The Land Rover was not the most comfortable mode of transport. She felt every bump in the road. Add an unidentifiable smell, three dozen more people, some chickens, and she could have been back on the bus in Cambodia. Ed acted as tourist guide, pointing left and right at significant points—left down there was where he’d gone to junior school, right down here led to his brother’s house. At one point he gestured upward, to the high hills in front of them, where a huge white house sat majestically surveying the road and everything else. “That’s where the Duchess lives. You remember—my dad’s first wife.”

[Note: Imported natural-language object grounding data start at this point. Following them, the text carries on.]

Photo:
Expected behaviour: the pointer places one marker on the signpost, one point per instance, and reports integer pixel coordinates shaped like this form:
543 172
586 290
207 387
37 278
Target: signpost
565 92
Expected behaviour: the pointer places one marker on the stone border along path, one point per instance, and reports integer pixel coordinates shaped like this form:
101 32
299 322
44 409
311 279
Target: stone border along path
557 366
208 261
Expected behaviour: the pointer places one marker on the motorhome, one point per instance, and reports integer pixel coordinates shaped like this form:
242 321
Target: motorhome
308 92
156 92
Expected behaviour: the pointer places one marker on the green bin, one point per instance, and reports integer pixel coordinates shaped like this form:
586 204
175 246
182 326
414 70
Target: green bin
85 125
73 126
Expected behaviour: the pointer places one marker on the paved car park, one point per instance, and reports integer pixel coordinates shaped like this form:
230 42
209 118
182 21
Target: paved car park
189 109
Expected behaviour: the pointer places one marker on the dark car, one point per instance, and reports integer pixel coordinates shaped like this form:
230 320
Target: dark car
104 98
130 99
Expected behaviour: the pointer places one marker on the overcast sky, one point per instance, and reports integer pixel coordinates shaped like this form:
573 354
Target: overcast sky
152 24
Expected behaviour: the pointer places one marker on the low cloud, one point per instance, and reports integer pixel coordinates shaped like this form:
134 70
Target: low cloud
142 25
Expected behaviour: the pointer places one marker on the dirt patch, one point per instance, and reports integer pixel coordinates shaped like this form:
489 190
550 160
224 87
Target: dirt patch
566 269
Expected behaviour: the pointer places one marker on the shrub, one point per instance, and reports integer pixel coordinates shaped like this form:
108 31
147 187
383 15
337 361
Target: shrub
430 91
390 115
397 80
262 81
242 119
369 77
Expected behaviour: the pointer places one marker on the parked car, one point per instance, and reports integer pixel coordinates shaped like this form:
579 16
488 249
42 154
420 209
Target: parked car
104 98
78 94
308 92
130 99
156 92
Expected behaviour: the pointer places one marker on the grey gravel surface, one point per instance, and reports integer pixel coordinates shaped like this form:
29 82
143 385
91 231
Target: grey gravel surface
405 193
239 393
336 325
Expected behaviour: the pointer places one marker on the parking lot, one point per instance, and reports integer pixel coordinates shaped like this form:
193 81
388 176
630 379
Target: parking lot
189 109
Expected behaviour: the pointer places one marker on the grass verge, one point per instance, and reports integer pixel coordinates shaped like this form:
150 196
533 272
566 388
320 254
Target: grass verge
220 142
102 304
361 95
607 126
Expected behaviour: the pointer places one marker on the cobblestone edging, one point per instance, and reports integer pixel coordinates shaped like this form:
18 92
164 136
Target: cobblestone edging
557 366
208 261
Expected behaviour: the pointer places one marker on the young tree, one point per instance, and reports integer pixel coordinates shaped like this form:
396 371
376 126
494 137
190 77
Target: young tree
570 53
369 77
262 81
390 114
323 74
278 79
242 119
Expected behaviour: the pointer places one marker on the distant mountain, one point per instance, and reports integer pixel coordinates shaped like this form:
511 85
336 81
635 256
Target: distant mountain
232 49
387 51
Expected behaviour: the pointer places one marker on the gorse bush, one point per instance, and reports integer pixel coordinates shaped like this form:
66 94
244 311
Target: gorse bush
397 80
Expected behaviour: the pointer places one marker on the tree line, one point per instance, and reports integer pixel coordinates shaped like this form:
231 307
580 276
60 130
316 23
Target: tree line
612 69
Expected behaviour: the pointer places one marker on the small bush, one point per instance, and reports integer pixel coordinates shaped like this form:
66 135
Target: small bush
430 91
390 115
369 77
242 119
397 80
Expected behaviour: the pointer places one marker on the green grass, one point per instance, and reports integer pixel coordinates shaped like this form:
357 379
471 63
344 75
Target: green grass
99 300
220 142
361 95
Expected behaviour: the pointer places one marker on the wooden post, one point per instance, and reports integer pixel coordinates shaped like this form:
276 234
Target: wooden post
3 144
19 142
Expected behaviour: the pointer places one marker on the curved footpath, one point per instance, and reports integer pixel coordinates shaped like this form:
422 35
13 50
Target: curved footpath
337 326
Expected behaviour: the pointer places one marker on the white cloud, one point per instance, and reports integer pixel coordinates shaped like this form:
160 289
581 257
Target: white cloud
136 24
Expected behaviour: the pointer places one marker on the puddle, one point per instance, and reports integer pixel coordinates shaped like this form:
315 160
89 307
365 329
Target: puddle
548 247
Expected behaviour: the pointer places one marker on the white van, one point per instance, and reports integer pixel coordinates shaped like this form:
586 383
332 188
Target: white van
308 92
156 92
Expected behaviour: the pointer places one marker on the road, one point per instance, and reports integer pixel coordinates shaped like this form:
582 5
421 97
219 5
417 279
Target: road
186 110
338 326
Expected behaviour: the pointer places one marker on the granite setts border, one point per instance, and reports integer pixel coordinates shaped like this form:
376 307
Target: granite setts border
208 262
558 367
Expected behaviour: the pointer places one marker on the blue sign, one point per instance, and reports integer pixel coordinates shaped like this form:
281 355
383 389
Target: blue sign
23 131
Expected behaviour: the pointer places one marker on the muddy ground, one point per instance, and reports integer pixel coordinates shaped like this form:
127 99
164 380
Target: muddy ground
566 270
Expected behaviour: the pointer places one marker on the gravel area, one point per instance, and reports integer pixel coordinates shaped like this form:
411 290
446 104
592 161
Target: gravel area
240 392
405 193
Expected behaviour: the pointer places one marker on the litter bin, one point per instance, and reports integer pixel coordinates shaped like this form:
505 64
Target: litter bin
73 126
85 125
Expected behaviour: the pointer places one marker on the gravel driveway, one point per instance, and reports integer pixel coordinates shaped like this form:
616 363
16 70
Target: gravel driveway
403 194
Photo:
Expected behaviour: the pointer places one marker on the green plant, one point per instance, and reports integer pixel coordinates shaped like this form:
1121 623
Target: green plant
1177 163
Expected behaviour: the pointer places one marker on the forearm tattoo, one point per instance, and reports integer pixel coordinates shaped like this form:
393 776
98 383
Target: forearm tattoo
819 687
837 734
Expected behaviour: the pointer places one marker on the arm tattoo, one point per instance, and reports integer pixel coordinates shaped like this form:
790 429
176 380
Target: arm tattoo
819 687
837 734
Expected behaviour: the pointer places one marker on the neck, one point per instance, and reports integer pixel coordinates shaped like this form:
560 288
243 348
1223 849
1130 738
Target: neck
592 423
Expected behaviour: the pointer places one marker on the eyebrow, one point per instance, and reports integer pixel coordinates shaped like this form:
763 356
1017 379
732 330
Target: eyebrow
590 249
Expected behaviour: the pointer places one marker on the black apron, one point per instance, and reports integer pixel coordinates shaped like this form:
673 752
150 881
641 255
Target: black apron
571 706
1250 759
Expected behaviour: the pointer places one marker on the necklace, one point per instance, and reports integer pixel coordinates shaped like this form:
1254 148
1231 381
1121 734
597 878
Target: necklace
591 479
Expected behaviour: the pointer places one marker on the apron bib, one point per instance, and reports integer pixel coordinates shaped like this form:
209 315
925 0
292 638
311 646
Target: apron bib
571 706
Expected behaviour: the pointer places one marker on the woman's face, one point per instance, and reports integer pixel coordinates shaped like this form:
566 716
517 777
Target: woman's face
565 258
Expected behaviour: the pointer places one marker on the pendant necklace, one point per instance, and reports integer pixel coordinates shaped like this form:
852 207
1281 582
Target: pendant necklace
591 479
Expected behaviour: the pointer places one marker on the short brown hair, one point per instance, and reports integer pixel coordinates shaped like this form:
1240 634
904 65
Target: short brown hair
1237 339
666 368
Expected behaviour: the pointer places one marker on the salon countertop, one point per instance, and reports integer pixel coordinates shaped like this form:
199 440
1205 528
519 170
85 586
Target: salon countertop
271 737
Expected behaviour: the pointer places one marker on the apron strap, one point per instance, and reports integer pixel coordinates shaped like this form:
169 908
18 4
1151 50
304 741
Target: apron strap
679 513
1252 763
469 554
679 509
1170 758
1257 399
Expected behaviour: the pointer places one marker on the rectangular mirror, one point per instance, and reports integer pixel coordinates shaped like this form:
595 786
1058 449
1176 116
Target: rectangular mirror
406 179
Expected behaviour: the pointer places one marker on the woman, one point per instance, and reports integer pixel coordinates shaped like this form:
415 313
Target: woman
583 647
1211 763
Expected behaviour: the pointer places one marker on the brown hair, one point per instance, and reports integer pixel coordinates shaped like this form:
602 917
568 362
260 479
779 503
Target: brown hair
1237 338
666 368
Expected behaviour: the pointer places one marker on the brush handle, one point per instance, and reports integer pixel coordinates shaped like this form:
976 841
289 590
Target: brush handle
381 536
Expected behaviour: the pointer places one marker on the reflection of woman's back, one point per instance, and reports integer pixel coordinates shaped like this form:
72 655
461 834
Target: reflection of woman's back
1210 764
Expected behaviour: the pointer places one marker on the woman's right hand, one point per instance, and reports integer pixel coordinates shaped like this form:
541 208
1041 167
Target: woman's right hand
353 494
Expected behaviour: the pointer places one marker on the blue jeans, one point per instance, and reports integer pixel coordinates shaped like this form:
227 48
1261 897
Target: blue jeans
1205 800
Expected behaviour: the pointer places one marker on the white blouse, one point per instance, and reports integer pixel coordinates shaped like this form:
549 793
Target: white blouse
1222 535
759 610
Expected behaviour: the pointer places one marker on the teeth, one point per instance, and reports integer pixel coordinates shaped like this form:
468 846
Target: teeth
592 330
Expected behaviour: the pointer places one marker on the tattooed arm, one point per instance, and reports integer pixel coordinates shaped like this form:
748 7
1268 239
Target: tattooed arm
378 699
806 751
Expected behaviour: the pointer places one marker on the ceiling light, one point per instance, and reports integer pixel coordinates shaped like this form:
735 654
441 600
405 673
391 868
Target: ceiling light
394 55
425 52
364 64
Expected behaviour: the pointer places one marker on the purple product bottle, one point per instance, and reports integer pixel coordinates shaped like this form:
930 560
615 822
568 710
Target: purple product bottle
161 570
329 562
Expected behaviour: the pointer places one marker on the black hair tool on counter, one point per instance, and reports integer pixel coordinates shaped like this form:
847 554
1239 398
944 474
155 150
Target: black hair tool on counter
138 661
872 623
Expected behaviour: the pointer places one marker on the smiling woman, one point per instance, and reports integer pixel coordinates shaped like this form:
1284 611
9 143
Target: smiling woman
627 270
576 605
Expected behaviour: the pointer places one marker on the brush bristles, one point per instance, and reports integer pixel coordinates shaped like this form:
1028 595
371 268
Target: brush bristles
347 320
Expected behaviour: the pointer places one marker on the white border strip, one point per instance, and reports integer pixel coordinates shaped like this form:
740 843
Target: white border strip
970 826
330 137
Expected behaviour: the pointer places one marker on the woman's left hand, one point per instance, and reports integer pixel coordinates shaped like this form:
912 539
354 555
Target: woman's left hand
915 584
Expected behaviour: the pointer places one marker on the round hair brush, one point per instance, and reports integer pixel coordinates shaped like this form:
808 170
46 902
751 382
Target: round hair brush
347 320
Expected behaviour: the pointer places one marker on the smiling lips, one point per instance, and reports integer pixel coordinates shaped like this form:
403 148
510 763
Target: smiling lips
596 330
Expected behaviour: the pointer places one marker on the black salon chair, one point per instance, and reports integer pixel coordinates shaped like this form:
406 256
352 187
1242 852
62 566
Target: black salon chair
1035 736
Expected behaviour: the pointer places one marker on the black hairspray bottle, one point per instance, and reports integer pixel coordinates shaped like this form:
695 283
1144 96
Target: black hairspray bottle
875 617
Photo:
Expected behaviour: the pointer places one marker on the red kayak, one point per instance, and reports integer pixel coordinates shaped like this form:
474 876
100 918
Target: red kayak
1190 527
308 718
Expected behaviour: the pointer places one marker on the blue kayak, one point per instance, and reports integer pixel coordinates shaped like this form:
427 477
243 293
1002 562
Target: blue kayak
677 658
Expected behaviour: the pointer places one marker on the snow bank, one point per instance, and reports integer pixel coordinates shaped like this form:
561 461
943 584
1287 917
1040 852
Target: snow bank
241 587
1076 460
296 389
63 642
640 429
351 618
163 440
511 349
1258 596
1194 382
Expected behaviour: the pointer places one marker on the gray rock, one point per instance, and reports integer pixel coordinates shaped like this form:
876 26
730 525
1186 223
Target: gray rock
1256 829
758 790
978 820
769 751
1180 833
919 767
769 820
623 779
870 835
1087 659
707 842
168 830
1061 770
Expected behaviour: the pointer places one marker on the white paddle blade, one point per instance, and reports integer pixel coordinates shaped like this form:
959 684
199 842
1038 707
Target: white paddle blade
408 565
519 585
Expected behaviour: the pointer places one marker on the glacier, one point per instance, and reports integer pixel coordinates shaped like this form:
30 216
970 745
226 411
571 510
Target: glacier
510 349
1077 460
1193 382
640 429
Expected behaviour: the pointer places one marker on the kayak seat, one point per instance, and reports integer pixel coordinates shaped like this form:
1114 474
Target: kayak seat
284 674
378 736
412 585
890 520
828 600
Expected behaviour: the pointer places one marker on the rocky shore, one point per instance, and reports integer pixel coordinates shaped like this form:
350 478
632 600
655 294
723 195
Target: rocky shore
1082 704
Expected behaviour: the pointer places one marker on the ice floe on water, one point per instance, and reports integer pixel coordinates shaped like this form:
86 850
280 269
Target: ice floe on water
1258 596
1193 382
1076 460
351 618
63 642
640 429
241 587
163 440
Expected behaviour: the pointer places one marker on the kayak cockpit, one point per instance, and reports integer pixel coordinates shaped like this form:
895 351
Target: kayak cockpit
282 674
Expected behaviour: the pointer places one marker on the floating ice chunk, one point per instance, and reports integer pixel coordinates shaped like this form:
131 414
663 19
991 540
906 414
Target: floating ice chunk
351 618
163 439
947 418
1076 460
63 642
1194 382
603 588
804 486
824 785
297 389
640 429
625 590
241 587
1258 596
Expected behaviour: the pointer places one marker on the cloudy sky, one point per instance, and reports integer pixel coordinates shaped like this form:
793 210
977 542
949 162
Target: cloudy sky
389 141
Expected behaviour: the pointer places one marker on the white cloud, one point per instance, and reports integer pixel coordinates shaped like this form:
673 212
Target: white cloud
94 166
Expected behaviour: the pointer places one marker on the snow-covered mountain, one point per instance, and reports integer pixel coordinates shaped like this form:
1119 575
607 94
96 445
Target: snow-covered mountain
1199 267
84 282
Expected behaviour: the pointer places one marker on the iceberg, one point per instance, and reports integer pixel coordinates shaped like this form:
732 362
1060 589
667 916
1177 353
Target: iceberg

“It looks like a stately home!”
“It’s about as welcoming, too, from what I’ve heard. Must have loved it when they built this road a few years back, mustn’t she? Not far now—just a couple more minutes.”
“Isn’t it uncomfortable for them, living so close, when they don’t get on?”
“Not really. They move in totally different circles. The Duchess is in with the hunting set. Wankers.”
“I’m so glad you said that. I was beginning to get worried.”
“What, that my idea of a good time of a Saturday morning was dressing up like a twat and charging around the countryside, torturing foxes?”
“Yes, frankly. Let’s face it, you look the part!” Finding out that Ed was in the hunting fraternity would have been a deal breaker, she realized, and wasted the price of a (heinously expensive) single ticket from London.
“Don’t lump everyone who lives outside the M25 into the same category, you urbanite.” He was smiling.
“Sorry, sir. Point taken!”
SHE RECOLLECTED THAT ED HAD TOLD HER HIS PARENTS HAD downsized, leaving the bigger, family home of his childhood to his elder brother a few years ago. Which was worrying, since the house at the end of the driveway he pulled into a few minutes later looked pretty bloody big to her. It was ludicrously pretty, too: white, with big square windows. It was built into the side of the hill and overlooked a stunning estuary.
“Wow.”
“Great house, isn’t it? I prefer it to their old one. They’re so close to the water. You can actually get down there, to the banks—there are these steps, in the garden behind the house—that go all the way down. But up here, you get this incredible view.